June negotiations are now at risk. If Sonko controls the National Assembly during the period when fiscal reform legislation must pass to unlock IMF disbursement, Faye faces a choice between accepting Sonko’s political terms or watching the programme collapse. Rising borrowing costs, pressure on CFA franc reserves, and reduced development financing would fall disproportionately on the urban constituencies that elected both men.
⚡ PASTEF Internal Fracture: Two Competing Blocs
PASTEF has divided along a fault line that reflects both personal ambition and genuine ideological disagreement.
The Faye bloc prioritises executive consolidation, IMF re-engagement, and incremental reform. It reads the 2024 election as a mandate for institutional competence rather than revolutionary rupture.
The Sonko bloc reads the same mandate as a warrant for confrontation with the old order, immediate prosecutions of Macky Sall-era officials, rejection of conditionality-attached finance, and sustained popular mobilisation. Ndiaye’s resignation strengthens this faction’s parliamentary position considerably.
The question is no longer whether PASTEF can be held together under unified leadership. It cannot. The question is whether the fracture produces a workable legislative competition or an ungovernable deadlock.
🌍 Regional and External Exposure
Senegal functions as a key democratic reference point in a West African sub-region that has absorbed four military coups since 2021. A sustained institutional crisis in Dakar does not remain a domestic matter. ECOWAS has limited leverage over member states following the Mali-Burkina Faso-Niger withdrawal from the bloc, and a Senegalese crisis would further erode the organisation’s credibility as a guarantor of constitutional order.
A further development compounds the external picture: a recent electoral code reform passed by the PASTEF-controlled assembly means Sonko is now eligible to contest the presidency, raising the prospect that Faye and Sonko may eventually face each other directly at the ballot box.

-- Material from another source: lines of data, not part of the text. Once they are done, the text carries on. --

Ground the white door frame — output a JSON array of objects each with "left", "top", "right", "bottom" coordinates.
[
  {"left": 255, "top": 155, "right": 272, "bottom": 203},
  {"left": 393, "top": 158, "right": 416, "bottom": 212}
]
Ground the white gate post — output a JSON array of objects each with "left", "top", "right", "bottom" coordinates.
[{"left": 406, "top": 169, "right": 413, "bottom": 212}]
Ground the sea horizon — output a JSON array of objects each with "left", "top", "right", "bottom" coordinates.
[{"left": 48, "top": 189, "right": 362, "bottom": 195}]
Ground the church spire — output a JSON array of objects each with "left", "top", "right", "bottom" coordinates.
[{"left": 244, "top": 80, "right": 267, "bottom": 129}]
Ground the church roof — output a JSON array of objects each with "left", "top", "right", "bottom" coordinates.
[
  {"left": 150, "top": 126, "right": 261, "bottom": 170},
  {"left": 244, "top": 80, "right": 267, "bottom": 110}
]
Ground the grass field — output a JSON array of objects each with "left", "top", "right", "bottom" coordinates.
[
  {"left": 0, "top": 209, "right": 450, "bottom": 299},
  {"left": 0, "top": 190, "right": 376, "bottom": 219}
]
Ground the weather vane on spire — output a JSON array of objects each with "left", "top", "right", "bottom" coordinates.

🔎 Key Intelligence Indicators: 72-Hour Assessment Window
Indicator Significance Outcome of Tuesday plenary Confirms or denies Sonko’s speakership bid Faye public statement tone Signals escalation or accommodation Security force deployments in Dakar Elevated presence indicates fear of civil unrest IMF communications from Washington Postponement of June talks confirms fiscal fallout PASTEF parliamentary whipping Defections or consolidation reveal bloc strength
📊 Strategic Outlook
Senegal is not facing a coup. It is facing something in some respects harder to manage: a democratic institutional fracture between two legitimately elected leaders from the same movement, playing out across executive and legislative branches simultaneously, against a background of fiscal distress and a suspended international financial programme.
If Sonko wins the speakership on Tuesday, Faye governs through daily negotiation with a legislature his former prime minister controls. If a compromise Speaker emerges, the underlying conflict between the two blocs remains unresolved and surfaces again, on the IMF vote, on prosecution policy, on cabinet composition. There is no clean resolution on offer.
The decisive variable is not parliamentary arithmetic, which favours Sonko. It is whether Faye can construct a political offer sufficiently attractive to pull enough PASTEF MPs back toward the executive before Tuesday’s session opens.